The naira weakened a third day, down 0.8 per cent to N169.80 per dollar last week.
Recently the regulator restricted banks’ use of the standing deposit facility, which allows companies to earn interest on excess cash, in an attempt to encourage lending to local businesses. Emefiele said the move didn’t weaken the naira because banks used their surplus liquidity to buy short-term central bank bonds.
“After that decision, most of them moved their money to the open market operations window,” he said. “We took all that money.”
The central bank has been selling dollars to banks outside its twice-weekly auctions since the naira’s drop on the morning of November 7, CBN Deputy Governor, Sarah Alade said.
“We have been intervening in the market since,” she said.
Volatility boosted the chance of a 50 basis point increase in Nigeria’s benchmark interest rate, which has been at a record high of 12 per cent since October 2011, London- based Capital Economics Limited had said.

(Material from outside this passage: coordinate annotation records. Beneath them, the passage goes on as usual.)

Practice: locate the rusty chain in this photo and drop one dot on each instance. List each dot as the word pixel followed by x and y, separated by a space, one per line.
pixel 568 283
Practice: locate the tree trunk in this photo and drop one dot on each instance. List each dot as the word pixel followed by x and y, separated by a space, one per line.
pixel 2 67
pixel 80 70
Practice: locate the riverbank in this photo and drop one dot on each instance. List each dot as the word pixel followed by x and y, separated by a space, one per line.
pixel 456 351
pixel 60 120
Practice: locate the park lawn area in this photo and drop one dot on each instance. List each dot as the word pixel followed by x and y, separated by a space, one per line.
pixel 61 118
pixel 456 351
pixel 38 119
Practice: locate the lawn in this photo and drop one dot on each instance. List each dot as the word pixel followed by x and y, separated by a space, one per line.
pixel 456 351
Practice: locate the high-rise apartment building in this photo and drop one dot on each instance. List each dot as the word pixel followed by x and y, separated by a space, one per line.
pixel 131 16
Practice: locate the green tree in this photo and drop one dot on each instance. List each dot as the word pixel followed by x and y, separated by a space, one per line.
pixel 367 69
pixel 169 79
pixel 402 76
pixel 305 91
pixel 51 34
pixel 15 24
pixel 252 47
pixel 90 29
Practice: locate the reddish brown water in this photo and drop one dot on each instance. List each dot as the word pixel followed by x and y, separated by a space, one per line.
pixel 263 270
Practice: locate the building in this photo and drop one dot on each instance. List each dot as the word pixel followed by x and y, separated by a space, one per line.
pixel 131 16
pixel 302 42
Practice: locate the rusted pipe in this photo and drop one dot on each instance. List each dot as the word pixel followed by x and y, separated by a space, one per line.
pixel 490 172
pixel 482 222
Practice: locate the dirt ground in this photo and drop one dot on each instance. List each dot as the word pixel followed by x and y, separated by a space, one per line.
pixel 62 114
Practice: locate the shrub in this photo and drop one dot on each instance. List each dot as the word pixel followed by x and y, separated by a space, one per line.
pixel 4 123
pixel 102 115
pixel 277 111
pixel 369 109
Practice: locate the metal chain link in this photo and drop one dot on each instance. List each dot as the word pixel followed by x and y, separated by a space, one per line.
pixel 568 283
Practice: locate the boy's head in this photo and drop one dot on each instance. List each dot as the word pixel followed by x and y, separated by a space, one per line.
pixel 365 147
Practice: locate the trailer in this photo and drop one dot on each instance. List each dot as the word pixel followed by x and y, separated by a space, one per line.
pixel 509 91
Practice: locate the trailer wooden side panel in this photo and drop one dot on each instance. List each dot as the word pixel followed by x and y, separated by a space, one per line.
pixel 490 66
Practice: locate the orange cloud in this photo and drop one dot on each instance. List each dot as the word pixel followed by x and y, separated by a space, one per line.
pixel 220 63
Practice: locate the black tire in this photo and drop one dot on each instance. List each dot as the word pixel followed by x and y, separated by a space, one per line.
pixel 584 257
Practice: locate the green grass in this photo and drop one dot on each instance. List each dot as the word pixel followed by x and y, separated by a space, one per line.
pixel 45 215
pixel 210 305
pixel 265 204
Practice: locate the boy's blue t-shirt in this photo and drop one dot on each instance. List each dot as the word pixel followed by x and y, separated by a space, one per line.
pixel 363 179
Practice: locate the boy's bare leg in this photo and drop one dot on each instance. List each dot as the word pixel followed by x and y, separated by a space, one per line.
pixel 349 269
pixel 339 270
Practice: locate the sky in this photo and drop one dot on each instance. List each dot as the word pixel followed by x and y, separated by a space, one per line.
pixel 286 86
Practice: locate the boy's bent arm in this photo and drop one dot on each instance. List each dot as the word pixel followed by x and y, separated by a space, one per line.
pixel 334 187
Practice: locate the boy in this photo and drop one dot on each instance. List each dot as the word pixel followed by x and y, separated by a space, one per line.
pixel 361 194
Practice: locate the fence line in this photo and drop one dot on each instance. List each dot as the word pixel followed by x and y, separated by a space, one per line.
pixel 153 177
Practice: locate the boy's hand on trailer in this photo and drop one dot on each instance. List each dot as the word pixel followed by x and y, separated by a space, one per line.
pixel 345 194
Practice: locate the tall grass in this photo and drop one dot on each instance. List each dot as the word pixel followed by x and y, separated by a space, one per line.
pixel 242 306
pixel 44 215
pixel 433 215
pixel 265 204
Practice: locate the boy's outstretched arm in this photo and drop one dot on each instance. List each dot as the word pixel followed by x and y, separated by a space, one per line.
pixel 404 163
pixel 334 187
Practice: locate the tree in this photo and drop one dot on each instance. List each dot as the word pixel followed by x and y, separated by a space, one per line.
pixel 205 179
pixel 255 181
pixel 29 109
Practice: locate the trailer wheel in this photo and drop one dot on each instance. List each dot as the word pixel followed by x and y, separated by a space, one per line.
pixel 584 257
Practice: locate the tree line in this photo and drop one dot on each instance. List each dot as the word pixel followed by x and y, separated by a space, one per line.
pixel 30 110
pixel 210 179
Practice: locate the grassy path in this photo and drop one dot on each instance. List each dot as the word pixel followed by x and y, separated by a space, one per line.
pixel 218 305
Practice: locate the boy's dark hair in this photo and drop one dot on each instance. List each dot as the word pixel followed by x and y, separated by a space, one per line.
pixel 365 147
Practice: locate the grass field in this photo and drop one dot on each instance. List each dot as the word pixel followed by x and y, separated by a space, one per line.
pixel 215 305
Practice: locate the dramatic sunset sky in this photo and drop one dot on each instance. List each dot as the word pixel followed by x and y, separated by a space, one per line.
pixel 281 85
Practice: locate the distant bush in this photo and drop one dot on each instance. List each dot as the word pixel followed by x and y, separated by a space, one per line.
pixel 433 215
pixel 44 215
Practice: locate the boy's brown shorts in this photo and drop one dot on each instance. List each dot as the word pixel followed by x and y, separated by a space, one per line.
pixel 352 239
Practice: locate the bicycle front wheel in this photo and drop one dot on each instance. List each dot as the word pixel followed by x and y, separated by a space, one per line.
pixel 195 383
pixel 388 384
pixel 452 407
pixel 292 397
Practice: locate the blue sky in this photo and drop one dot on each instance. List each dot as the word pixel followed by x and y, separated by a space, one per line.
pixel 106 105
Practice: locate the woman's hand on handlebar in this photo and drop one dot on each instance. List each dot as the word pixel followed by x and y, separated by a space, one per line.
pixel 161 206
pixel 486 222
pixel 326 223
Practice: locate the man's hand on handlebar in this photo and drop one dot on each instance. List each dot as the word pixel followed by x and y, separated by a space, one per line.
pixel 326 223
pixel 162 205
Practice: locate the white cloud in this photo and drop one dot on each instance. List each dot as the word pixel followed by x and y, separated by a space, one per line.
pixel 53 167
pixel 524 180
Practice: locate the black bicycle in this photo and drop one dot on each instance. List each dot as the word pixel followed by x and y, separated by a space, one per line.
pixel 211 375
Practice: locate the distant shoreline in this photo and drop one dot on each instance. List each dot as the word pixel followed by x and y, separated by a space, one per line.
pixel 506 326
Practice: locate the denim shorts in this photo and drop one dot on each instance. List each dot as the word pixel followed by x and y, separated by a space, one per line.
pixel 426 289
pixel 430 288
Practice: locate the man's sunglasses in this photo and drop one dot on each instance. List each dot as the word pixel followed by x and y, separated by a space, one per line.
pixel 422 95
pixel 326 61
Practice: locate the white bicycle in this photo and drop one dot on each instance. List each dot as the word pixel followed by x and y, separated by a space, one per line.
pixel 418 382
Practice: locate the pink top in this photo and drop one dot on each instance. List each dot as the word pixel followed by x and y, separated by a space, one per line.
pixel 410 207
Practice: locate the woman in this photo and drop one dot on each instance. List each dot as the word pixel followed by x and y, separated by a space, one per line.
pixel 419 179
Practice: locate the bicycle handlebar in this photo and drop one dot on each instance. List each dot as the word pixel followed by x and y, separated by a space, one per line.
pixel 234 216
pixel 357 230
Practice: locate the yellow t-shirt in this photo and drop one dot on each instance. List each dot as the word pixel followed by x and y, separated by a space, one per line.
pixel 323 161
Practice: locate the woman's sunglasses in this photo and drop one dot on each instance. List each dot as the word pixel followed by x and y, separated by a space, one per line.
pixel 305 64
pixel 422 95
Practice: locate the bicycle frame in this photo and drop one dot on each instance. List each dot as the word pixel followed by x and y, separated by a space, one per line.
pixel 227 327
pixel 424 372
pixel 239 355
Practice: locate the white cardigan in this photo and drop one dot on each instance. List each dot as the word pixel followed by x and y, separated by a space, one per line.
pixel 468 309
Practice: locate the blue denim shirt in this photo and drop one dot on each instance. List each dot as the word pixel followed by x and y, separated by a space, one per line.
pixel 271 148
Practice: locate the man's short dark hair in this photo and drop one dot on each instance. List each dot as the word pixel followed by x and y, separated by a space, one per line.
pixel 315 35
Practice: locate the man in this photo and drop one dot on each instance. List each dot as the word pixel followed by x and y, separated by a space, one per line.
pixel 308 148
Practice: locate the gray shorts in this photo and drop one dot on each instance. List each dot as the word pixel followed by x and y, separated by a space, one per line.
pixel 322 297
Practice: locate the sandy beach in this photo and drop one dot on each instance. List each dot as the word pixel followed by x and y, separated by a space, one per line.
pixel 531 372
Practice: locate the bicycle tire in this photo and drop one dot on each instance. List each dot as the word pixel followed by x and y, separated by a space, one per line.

The central bank’s next Monetary Policy Committee meeting is on November 24 and 25.
The sharpest drop in oil prices since 2008, in addition to a surge in the dollar, are testing the resolve of energy-producing nations like Nigeria to defend their currency pegs.
Even Saudi Arabia, whose $745 billion reserves may allow it to maintain the link for years, is feeling the pressure of speculators betting against its currency. Nigeria intervened in foreign-exchange markets to bring the naira back from a record low recently, while economists surveyed by Bloomberg expect Venezuela to capitulate on its dollar peg by year-end.
For the dwindling number of nations whose exchange rates are linked to either dollars or a basket of major currencies, breaking those ties would raise the odds of inflation accelerating too fast. It would also take away a steadying influence on their economies.
“Countries operating with a currency peg, particularly oil exporters, are suffering from losing export earnings, weakening their ability to defend the peg at a time when emerging-market currencies are under pressure from a stronger dollar,” the chief economist at London-based frontier- markets specialist Exotix Limited, Stuart Culverhouse said.
“It magnifies the problems they’re having.”
Oil and natural gas account for at least 85 percent of the exports of Saudi Arabia, Nigeria and Venezuela, while Russian energy sales account for more than half the government’s revenue, according to the United State Energy Information Administration.
Though it didn’t have a formal peg, Russia, the world’s largest energy exporter, last week ended a policy of maintaining the ruble in a fixed band versus a basket of dollars and euros.
Crude oil fell almost 30 per cent since mid-June to a three- year low of $75.84 per barrel recently, according to generic prices in New York.
At the same time, the dollar is soaring on the prospect of higher US interest rates. Bloomberg’s Dollar Spot Index, which tracks the greenback against 10 major peers, rose nine per cent since June.
Nigeria may need to devalue the naira after presidential elections in February, Goldman Sachs Group Incorporated had said in a report.
Policy makers target a rate for the naira at twice- weekly auctions of N155 per dollar, plus or minus three per cent.
In defending the fixed-exchange rate, Africa’s largest oil producer has reduced its foreign-currency reserves to a four- month low of $38 billion. Those concerns led Phillip Blackwood, a money manager at EM Quest Capital LLP in London, to sell his holdings of Nigerian domestic bonds in recent weeks.
“There’s so much pressure,” Blackwood, who manages $3.3 billion of emerging-market assets.
“They’re not willing to defend. It costs too much.”
Spokesman for the Central Bank of Nigeria, Ibrahim Mu’azu said no decision has been taken on whether to devalue.